Council on Anthropology and Education
Invited - Oral Presentation Session
Abstract: Paulo Freire famously offered a vision of education as “revolutionary futurity…prophetic (and, as such, hopeful)” (1970:84). Anthropologists have approached the future as cultural and political terrain, calling for a more "robust anthropology of the future” and illustrating that the capacity to aspire is an unevenly distributed resource in the context of stark inequality (Appadurai 2013:5). Anthropologists of education push this conversation, arguing that “education is a social field on which the future is imagined”, a space where people imagine selves and worlds to come while navigating the politics of what is possible in the present (Stambach and Hall 2017:2). In recent years, the discussion has included critical focus on pervasive neoliberal imaginaries that have permeated education, pushing people into frames of entrepreneurial self-management in which they “imagine themselves as bundles of skills” ripe for productivity and profit-making for themselves or future employers (Urciuoli 2010:162). For example, scholars have shown how schooling in a risk management culture is a key site where “individuals seek to colonise the future for themselves as an intrinsic part of their life-planning” (Demerath et al 2008:274; Giddens 1991:125). These approaches paint education as a space where individuals make forecasts based on assessments of the “climate”, which must account for historical and ongoing processes of colonialism, racial capitalism, and dispossession (Sharpe 2016, Sojoyner 2016, Tuck and Gaztambide-Fernandez 2013). Yet, in line with Freire’s vision of education as “revolutionary futurity”, many anthropologists have revealed education as also a site imbued with potential to help create new climates. They offer rich accounts of people in educative contexts imagining post nationalism (Abu El-Haj 2009, 2015), rehearsing for democracy in the wake of militaristic regimes (Strong 2017), and choreographing agentive futures in the face of poverty, racism, and gender violence (Cox 2015).

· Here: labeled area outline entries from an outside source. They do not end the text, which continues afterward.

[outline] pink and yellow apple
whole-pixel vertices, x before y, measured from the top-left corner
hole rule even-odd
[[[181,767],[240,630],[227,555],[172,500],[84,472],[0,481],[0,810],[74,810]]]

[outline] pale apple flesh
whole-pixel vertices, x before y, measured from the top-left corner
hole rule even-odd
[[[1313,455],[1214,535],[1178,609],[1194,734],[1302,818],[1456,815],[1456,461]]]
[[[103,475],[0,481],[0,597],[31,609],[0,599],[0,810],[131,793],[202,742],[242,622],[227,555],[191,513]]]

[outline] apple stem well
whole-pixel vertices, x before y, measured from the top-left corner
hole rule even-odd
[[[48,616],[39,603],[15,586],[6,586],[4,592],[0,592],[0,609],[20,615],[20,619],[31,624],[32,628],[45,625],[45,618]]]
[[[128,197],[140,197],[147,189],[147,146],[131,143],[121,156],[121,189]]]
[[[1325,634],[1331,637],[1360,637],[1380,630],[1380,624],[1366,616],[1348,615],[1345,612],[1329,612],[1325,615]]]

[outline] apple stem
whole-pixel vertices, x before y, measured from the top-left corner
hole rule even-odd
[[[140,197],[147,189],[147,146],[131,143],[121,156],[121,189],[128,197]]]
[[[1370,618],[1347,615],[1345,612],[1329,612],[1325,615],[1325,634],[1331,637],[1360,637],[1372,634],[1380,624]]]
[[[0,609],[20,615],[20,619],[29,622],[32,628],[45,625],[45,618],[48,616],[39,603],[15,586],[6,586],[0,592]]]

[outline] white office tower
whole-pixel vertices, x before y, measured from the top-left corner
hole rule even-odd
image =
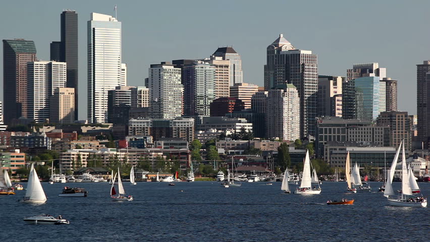
[[[65,62],[33,62],[27,64],[27,116],[36,123],[49,118],[49,98],[58,88],[66,87]]]
[[[107,122],[107,91],[122,85],[121,22],[91,13],[88,21],[88,118]],[[125,79],[126,81],[126,77]]]
[[[127,64],[121,64],[121,86],[127,86]]]
[[[6,130],[7,127],[3,124],[3,103],[0,101],[0,131]]]
[[[182,114],[184,88],[181,69],[170,63],[151,65],[149,68],[149,115],[159,119],[174,119]]]
[[[267,138],[295,140],[300,138],[300,99],[293,84],[278,85],[267,93],[266,128]]]

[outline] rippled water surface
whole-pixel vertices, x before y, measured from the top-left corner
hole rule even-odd
[[[279,182],[244,183],[230,188],[209,182],[175,186],[124,183],[134,201],[113,201],[107,183],[66,184],[86,189],[87,198],[59,197],[64,184],[43,183],[48,200],[37,206],[17,201],[25,191],[0,197],[0,241],[426,241],[430,238],[428,208],[388,206],[382,194],[374,192],[381,183],[370,183],[373,192],[349,194],[343,193],[346,183],[325,182],[317,195],[285,194]],[[425,196],[430,195],[430,183],[419,185]],[[400,186],[395,183],[394,189]],[[355,202],[326,204],[342,198]],[[22,220],[42,213],[61,214],[70,224],[30,225]]]

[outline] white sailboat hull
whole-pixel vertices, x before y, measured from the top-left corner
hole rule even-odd
[[[296,190],[294,193],[296,194],[319,194],[321,193],[321,190]]]
[[[427,207],[427,201],[421,203],[414,203],[398,200],[397,199],[388,199],[388,204],[391,206],[397,206],[398,207]]]

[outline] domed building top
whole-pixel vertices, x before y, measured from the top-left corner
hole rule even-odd
[[[294,46],[288,42],[285,38],[284,38],[284,35],[282,34],[279,34],[279,37],[276,39],[271,45],[274,45],[275,47],[282,47],[282,50],[288,50],[290,49],[295,49]]]

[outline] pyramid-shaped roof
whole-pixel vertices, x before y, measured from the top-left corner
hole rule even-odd
[[[273,41],[273,43],[272,43],[272,45],[275,46],[276,47],[280,47],[286,45],[288,46],[288,47],[287,48],[288,49],[295,49],[294,46],[293,46],[293,45],[291,44],[291,43],[288,41],[288,40],[287,40],[285,38],[284,38],[284,35],[282,34],[279,34],[279,37],[278,37],[278,38],[276,39],[274,41]],[[283,48],[283,49],[285,48],[285,47]]]

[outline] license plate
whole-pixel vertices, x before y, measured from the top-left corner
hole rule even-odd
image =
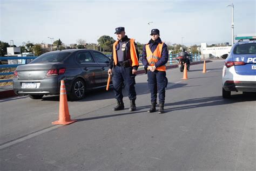
[[[39,88],[39,83],[22,83],[22,88]]]

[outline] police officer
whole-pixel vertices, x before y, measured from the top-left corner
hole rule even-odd
[[[122,94],[122,85],[124,81],[130,100],[129,110],[134,111],[136,110],[134,84],[135,76],[139,67],[139,52],[134,39],[130,39],[125,35],[124,28],[116,28],[114,33],[117,35],[117,40],[113,45],[108,70],[109,74],[112,74],[113,69],[113,85],[114,96],[117,101],[117,106],[113,108],[113,111],[124,109]]]
[[[158,113],[164,113],[165,87],[168,83],[165,72],[165,64],[168,61],[168,51],[166,45],[160,38],[158,29],[152,29],[150,35],[151,39],[143,47],[142,54],[142,63],[148,71],[148,85],[151,94],[151,107],[147,112],[156,111],[157,94],[158,92]]]
[[[181,51],[179,53],[179,56],[185,57],[186,58],[185,62],[187,64],[187,70],[189,70],[190,67],[190,60],[189,57],[190,54],[186,52],[186,50],[184,48],[183,48]]]

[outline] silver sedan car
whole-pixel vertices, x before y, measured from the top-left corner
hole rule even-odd
[[[105,87],[110,59],[90,50],[65,50],[44,53],[14,73],[14,90],[17,95],[41,99],[59,94],[64,80],[70,99],[84,98],[86,91]]]

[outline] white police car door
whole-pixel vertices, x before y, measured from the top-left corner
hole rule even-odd
[[[256,75],[256,43],[238,44],[232,54],[235,72],[240,75]]]

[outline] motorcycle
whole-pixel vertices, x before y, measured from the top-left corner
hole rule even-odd
[[[187,58],[184,56],[179,56],[176,58],[176,60],[178,61],[178,67],[179,68],[179,71],[180,72],[183,72],[184,70],[185,63],[187,62]],[[190,68],[190,65],[187,64],[187,70],[189,71]]]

This oral presentation session includes papers that explore forecasting and futurity through the lens of educational anthropology. What kinds of futures are being forecasted by educational discourses and practices (broadly defined, in schooling and beyond)? What are the relationships between education, futurity, culture, and economy? How do historical and current conditions of possibility shaped by hierarchies of race, class, and gender constrain imagined futures within educational settings and projects? What new questions are raised by ethnographic study of aspiration and futurity in educational contexts? How can studies of education contribute to the anthropology of the future?
With respect to these questions, papers will explore ethnographic and theoretical questions of education and futurity, the politics of aspiration in transnational perspective, educative aspects of future facing social/political movements, education and/as risk management in the face of precarity and inequality, and the racialized, gendered, classed, and spatial dimensions of imagined futures in educational contexts.